Australian Football - Kicking Styles

Drop Punt

The Drop Punt is one of the most common styles of kicking in Australian football because of its perfect accuracy. In this way of kicking, the ball is dropped from the hands down almost to the ground, to be kicked so that it will rotate in a backward end over end spinning motion while travelling through the air. It is mostly used when the player is too far from the goal posts.

Drop Punt

Torpedo Punt

The torpedo punt is the longest type of punt kick. Here the ball is held at an angle in which it can spin through its long axis. This makes the ball cover the extra distance. It makes it difficult for the opponent team to catch the ball. If kicked correctly, it can travel up to 80 metres distance.

Checkside Punt

It is also known as the banana punt. The checkside punt when kicked, bends away from the body towards the direction respective to the foot used. Here mostly the outside boot is used to curve the ball towards the target which is on an angle. The ball is held at an angle before kicking in order to experience the check side.

Free Kicks

In Australian football, a free kick is a kind of penalty awarded by the field umpire to the opponent player if a player has broken a rule or infringed with opponent players. When a free kick is signalled, the player stands on that spot where umpire signals for free kick and retreats backward in order to kick the ball over the player standing the mark.

There are no restrictions for the player to kick the ball during free kick. He can also hand the ball to another player while running around the mark till the kick has been done. Deliberate interference while marking, physical contacts and slowing the pace by tackling are discouraged with free kicks. Sometimes players can avoid the whistle that indicates free kick, if the play is continuous.

Free Kicks

Until the player has taken the free kick, according to the laws of the sport, no player is allowed to be within five metres surrounding the player, who is taking the free kick. If a player from the attacking team is there, umpire will blow the off until he leaves the zone. If a player from the opposition is within the zone, 50-metre penalty is applied where the original position of free kick is moved to 50 metre closer to goal-line.

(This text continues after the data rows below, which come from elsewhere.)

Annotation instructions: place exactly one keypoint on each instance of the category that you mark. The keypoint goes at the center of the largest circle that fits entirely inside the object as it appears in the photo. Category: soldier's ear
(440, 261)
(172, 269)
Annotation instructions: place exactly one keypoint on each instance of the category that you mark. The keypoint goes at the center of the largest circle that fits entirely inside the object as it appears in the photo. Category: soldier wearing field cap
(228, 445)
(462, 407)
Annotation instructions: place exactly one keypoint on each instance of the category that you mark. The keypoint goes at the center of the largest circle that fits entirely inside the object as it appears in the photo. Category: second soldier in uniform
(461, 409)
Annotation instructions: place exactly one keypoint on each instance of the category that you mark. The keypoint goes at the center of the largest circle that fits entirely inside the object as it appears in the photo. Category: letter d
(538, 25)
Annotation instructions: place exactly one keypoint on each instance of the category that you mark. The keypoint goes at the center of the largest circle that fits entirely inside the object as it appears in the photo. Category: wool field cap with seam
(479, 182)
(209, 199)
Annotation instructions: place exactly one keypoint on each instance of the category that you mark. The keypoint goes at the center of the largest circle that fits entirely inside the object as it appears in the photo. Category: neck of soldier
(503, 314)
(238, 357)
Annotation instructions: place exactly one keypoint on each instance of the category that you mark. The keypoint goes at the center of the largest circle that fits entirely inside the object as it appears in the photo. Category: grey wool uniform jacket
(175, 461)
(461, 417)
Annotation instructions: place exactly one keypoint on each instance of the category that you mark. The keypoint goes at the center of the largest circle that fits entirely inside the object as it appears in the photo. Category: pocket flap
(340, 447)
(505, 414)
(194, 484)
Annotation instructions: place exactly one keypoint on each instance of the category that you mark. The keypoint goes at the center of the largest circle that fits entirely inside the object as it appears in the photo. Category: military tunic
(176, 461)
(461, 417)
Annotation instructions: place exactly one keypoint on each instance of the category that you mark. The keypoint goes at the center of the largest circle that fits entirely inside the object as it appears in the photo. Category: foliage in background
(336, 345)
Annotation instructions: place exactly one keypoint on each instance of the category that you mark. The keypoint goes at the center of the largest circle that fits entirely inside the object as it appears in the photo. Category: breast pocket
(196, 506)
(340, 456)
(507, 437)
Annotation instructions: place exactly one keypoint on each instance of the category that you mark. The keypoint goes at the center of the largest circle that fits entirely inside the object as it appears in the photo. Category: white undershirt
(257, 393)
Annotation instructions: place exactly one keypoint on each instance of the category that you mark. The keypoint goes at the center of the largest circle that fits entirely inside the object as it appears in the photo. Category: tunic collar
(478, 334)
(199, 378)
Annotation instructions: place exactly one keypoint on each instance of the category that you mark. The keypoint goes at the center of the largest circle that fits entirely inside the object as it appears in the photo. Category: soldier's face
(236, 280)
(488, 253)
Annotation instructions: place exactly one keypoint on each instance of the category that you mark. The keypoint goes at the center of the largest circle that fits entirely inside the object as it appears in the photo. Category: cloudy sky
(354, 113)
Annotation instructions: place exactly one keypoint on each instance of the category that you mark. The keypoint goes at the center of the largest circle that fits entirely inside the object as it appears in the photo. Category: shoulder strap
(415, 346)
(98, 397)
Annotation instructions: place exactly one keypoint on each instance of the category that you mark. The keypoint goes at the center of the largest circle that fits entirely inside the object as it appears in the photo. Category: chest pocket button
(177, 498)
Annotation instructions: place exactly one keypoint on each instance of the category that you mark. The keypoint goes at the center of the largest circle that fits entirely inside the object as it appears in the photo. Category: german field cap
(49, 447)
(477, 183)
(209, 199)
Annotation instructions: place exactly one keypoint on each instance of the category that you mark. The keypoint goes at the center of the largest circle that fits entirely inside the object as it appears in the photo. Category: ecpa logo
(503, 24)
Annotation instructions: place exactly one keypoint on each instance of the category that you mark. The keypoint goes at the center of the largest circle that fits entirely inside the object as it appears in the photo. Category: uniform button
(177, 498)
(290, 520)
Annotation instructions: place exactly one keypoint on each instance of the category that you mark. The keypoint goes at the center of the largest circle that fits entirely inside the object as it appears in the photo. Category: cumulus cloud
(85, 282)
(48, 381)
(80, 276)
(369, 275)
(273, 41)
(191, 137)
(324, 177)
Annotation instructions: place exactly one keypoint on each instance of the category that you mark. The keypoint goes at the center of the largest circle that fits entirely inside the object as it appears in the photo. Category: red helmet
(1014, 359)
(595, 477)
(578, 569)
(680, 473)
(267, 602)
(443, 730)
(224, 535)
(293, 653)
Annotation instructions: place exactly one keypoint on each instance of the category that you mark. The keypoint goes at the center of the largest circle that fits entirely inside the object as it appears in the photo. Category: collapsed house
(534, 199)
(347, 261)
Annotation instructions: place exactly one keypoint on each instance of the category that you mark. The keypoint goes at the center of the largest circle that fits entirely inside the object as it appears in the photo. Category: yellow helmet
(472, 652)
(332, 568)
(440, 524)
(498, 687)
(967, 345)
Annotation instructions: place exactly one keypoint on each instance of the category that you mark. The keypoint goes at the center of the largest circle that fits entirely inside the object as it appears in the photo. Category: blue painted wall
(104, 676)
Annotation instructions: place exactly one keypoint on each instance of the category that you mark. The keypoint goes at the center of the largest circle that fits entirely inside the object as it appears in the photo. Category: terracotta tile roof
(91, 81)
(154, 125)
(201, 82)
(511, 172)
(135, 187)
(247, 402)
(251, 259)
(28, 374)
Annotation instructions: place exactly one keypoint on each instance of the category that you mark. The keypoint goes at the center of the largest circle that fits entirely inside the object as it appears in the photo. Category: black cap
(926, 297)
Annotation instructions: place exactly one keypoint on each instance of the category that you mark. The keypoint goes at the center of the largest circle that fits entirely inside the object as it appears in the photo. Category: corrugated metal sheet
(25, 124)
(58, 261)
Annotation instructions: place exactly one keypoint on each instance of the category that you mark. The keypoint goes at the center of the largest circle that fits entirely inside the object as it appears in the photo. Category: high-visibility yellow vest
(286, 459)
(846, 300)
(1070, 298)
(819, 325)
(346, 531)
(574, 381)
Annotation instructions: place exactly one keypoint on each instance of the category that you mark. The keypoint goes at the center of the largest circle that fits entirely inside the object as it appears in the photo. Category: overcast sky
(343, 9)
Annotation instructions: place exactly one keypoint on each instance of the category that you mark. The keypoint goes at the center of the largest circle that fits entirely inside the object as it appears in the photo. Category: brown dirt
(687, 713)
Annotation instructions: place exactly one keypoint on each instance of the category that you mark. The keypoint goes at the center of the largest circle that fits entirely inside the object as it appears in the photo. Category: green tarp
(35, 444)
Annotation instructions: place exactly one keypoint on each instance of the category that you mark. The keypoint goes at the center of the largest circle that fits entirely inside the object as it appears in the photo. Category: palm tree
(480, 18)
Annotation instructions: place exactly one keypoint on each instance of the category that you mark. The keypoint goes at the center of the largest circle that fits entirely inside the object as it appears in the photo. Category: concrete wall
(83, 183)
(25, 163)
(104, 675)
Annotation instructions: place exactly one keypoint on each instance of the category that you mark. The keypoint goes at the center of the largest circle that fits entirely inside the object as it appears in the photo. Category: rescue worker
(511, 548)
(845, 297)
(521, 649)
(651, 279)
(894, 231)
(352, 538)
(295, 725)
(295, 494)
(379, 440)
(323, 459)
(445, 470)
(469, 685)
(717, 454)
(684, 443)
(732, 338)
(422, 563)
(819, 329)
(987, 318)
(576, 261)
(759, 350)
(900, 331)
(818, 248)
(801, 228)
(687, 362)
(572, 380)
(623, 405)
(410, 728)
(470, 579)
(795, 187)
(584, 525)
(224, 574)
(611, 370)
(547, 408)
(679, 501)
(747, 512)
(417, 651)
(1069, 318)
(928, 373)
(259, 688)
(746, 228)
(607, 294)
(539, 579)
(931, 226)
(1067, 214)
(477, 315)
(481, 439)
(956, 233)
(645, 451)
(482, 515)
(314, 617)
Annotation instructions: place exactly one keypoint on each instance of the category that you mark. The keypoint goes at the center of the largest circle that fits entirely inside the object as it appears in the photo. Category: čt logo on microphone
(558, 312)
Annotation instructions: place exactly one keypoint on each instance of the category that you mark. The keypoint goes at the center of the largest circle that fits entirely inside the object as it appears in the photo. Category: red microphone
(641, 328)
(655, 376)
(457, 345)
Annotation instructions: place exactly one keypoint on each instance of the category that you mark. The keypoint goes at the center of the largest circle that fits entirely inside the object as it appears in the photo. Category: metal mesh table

There are different cases when a free kick is given −

  • When the player is tackled and can’t dispose of the ball legally even after having prior opportunities to do so.

  • When the player is running more than 15 metres without bouncing the ball or touching it on the ground or disposing it.

  • While tackling a player above shoulders or below knees or tackling someone who doesn’t have the ball.

  • When pushing a player on the back mostly during marking.

  • Attempting to spoil a mark by pulling away opponent player’s arm.

  • When the ball is thrown or incorrectly disposed of, rather than handballed.

  • Bumping a player during marking without any intentions for contesting for the ball.

  • Kicking an opponent or fellow player in a dangerous manner causing injury.

  • Entering the arena without following interchange protocols.

  • When a player other than the midfielders enters the centre square before centre bounce.

  • When ball is kicked and travels over the boundary line without touching anyone

  • Paid against a runner, trainer or trained official who is obstructing the match as a part of his on-ground duties.

If a rule infringement occurs against a player after he has disposed the ball but no one else has received it, umpire signals for a downfield free kick. It is awarded at the spot, where the kick or handpass of the infringed player lands to the nearest player.